Won't run unless the crown is held in the fully wound position, take the tension off the crown turns 1/4 and stops running.anyone any idea on my next step? I have tried releasing the spring over and rewinding but the watch is still the same,

Maybe time to invest in some watch tools and strip it?


----------



## andyclient (Aug 1, 2009)

Sounds like it is going to need a service , something is a bit gummed up and won't run under normal spring power , but when you increase the power/tension it runs hopefully a strip clean and oil will sort it , i'm guessing it will

cheers

Andy


----------



## MTCowles (Nov 5, 2013)

That's very helpful thanks.

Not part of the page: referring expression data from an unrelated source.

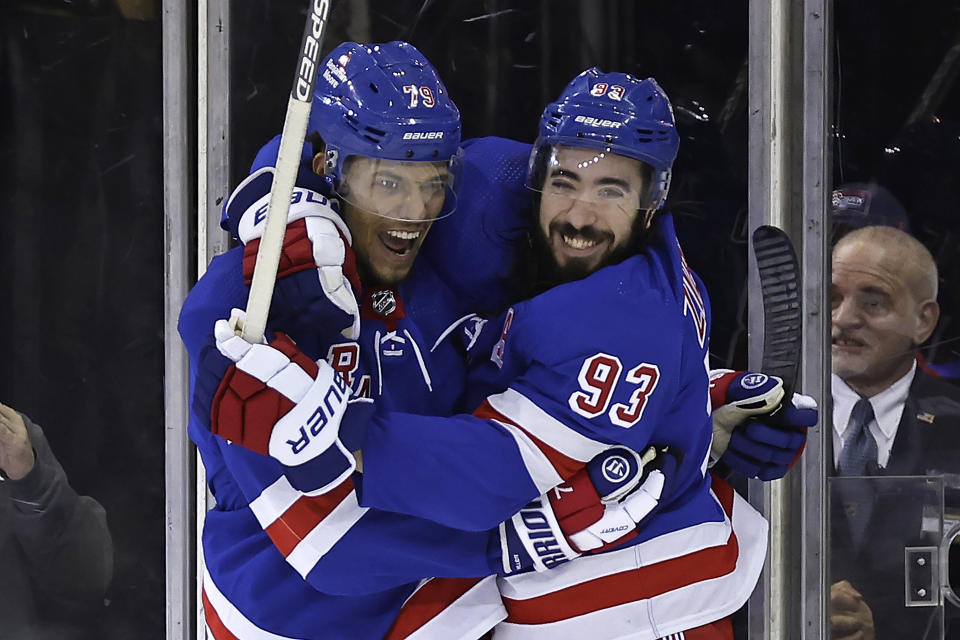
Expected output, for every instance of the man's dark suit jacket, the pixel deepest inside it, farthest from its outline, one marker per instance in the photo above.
(927, 443)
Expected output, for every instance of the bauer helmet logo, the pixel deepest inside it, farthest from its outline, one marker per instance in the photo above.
(598, 122)
(423, 135)
(384, 302)
(754, 380)
(615, 469)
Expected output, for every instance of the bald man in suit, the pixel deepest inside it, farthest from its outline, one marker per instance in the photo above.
(889, 419)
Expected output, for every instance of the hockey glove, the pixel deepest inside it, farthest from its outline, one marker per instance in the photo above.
(755, 432)
(600, 507)
(317, 281)
(276, 401)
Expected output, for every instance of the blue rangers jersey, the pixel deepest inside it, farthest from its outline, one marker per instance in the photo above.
(335, 561)
(619, 357)
(277, 562)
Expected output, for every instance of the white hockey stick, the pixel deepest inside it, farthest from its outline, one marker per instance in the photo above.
(288, 162)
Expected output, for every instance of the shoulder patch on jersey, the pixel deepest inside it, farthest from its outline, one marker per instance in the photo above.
(500, 348)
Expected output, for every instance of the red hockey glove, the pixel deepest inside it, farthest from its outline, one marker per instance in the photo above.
(754, 432)
(600, 507)
(276, 401)
(317, 282)
(604, 504)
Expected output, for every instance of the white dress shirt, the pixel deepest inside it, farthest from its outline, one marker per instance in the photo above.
(887, 410)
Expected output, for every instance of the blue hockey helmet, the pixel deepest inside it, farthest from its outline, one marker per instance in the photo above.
(611, 113)
(386, 103)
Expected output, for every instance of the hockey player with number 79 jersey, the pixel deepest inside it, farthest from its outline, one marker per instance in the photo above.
(285, 558)
(617, 355)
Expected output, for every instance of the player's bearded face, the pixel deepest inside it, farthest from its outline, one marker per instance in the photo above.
(389, 207)
(589, 209)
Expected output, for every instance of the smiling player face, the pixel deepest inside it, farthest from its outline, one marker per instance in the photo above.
(589, 205)
(389, 207)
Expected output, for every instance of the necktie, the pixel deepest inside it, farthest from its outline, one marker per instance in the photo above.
(858, 458)
(859, 446)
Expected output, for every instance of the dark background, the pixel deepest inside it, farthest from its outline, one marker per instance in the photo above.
(81, 186)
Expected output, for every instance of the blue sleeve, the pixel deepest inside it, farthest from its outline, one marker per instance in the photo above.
(464, 472)
(342, 548)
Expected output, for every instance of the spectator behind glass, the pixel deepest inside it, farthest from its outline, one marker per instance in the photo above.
(884, 306)
(56, 556)
(855, 205)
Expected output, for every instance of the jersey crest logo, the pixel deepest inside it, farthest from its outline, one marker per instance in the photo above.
(384, 302)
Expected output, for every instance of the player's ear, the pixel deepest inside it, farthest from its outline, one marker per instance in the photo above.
(928, 313)
(319, 153)
(648, 217)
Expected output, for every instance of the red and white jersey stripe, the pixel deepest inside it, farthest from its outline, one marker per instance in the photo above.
(671, 583)
(443, 608)
(225, 621)
(551, 451)
(303, 527)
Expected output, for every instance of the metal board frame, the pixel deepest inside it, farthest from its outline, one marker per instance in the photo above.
(788, 188)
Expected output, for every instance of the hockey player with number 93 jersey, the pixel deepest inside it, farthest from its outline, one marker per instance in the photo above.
(613, 350)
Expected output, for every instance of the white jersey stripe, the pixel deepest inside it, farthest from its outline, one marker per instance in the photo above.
(274, 501)
(521, 410)
(325, 534)
(684, 608)
(469, 616)
(666, 547)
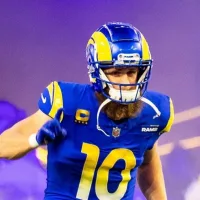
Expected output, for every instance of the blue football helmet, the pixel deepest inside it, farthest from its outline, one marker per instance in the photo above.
(118, 45)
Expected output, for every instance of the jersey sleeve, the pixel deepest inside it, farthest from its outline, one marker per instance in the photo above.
(51, 99)
(170, 116)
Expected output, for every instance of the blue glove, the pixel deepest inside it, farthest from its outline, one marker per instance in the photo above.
(51, 130)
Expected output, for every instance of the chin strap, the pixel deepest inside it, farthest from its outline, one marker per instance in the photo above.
(100, 107)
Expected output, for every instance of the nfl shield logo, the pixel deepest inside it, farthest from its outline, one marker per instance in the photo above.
(116, 132)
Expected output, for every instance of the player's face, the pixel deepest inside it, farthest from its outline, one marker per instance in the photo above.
(122, 76)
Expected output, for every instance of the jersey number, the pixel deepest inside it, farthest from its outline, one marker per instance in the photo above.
(92, 152)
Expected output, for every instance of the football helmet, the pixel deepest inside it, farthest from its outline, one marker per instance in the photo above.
(118, 44)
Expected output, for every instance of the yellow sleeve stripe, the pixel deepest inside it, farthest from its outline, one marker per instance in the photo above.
(171, 118)
(56, 99)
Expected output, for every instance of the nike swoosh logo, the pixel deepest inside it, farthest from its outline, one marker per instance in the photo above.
(44, 99)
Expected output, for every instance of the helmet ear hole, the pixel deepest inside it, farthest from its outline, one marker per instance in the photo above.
(118, 45)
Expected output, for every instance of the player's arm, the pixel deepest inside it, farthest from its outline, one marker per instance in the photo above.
(14, 142)
(150, 176)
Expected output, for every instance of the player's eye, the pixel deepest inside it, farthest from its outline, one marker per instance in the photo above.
(132, 72)
(114, 73)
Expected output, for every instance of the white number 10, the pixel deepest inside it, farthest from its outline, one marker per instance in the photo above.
(92, 152)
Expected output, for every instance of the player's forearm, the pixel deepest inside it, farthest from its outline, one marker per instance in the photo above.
(151, 180)
(13, 145)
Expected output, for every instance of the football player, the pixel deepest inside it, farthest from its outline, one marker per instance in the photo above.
(101, 137)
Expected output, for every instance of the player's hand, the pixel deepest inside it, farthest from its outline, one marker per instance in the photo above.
(51, 130)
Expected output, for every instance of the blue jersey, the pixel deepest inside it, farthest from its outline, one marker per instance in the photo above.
(87, 164)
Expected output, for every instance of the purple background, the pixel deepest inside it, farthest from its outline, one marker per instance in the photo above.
(41, 41)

Will look into getting it serviced


----------



## antony (Dec 28, 2007)

Good old fashion movement ,I agree probabally a good clean & a service.

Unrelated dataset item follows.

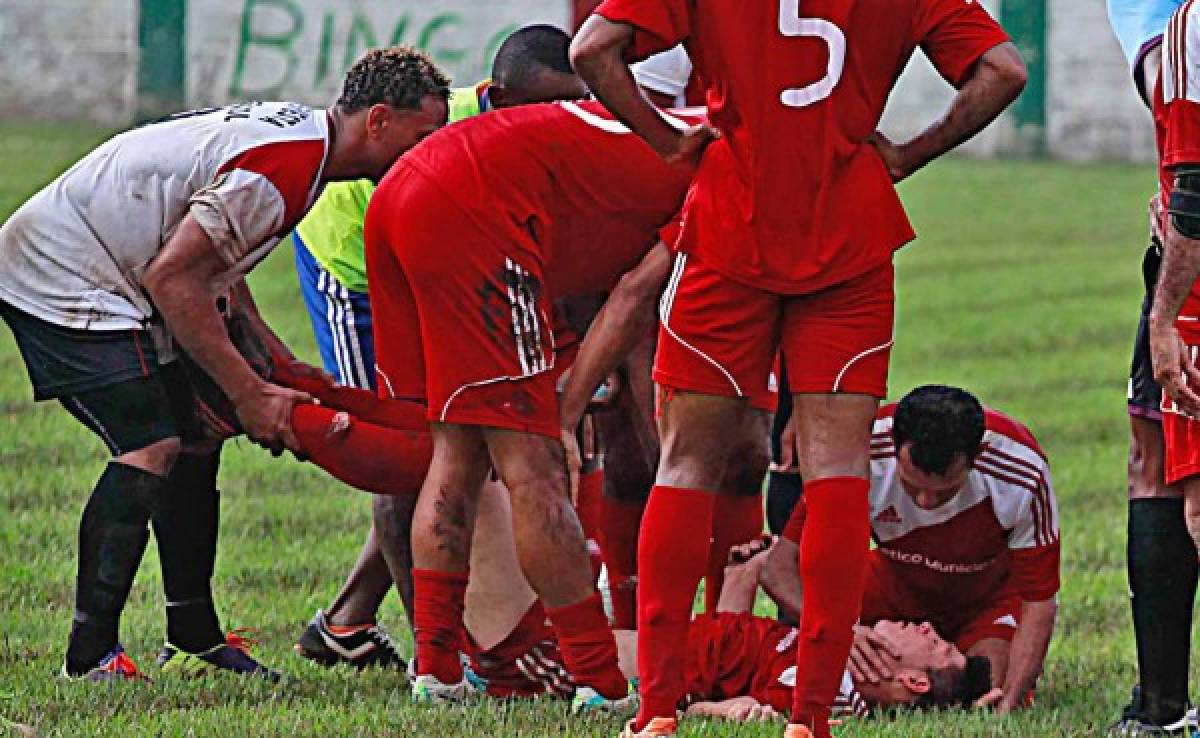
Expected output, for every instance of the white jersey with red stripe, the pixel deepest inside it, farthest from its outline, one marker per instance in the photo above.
(75, 253)
(997, 535)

Great thing about it is ebay is full of those movement, so if you decide to have a go there are parts available.

Or you could just find some nice atch maker to do it for you.

I'm a bit out of touch on how much it cost to do them so can't give you a cost , some one will know.


----------



## Will Fly (Apr 10, 2012)

A clean and service by a professional watch man or horologist is going to cost around Â£100, depending whereabouts you are.


----------



## MTCowles (Nov 5, 2013)

I think buying some tools and having a play myself would be most fun.

I guess a lot of googleing and asking questions on the forum will get me through.

Would love to get stuck into it myself.

Just have to save up for some good tools as I'm guessing screwdriver set from this years Christmas crackers won't be good enough haha.

Thanks for the help.


----------



## antony (Dec 28, 2007)

If your thinking about having a go yourself.

1st buy a couple of old clocks , have a go at taking them apart ,then put them together again & again & again.

If you are sucsessfull , read lots of book & get an eye glass.

Its not as easy as you think , its just easy to break it.

Have you any pics.


----------



## MTCowles (Nov 5, 2013)

I do have an old smith mantle clock i picked up for a tenner at a car boot that runs. Fairly large so hopefully be able to see what I'm doing.

I haven't worked out the photos yet. Am not very good with internet and computers.


----------



## MTCowles (Nov 5, 2013)




----------



## antony (Dec 28, 2007)

Wonderfull pictures, I have a couple of these walthams myself , considering there getting on for almost 100 years old not looking too bad.


----------



## MTCowles (Nov 5, 2013)

Yeah right! Most you see have been looked after. Camera hasn't done the dusty corners knooks and crannys inside justice though haha.


----------